The Piano Guys' cover version mixes parts of Antonio Vivaldi's Concerto No. 4 in F minor, Op. 8, RV 297, "L'inverno" (Winter) from The Four Seasons into the original. The music videos of both covers were filmed in the ice castles in Midway, Utah.

French deathcore/metalcore band Betraying the Martyrs covered "Let It Go", as a single from their album Phantom in July 2014.

In February 2014, a parody YouTuber by the name of Malinda Kathleen Reese used Google Translate to translate the song's lyrics between multiple languages and back to English, revealing expected humorous mistranslations, with lines such as "Let us very angry" and "Give up, tune in, slam the door."

Actress Lea Michele sang the song as her character Rachel Berry in the first episode of the sixth and final season of the Fox musical comedy-drama television series Glee. Idina Menzel portrayed Rachel's biological mother in the series.
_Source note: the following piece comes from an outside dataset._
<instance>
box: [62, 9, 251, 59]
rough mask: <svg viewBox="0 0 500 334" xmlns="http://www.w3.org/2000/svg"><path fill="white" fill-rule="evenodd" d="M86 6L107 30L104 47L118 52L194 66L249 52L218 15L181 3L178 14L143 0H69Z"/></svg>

Actress Maisie Williams sang the song in an Audi commercial that aired during the broadcast of Super Bowl LIV in early February 2020.

It has been alleged by some commentators that one of the promotional songs for the 2022 Winter Olympics, "The Snow and Ice Dance", had suspicious similarities with "Let It Go". A Chinese media outlet cited technical analysis of the two songs; both songs employ a piano as the major instrument, have similar prelude chords and an eight-beat introduction, and they run at almost exactly the same tempo.

During the Russian invasion of Ukraine, a video went viral around the world of a young child named Amelia Anisovych singing the song to families seeking refuge sheltering in a Kyiv basement. Kristen Anderson-Lopez (the song's co-writer) and Idina Menzel (who performed the song in the film) both tweeted support to the young girl.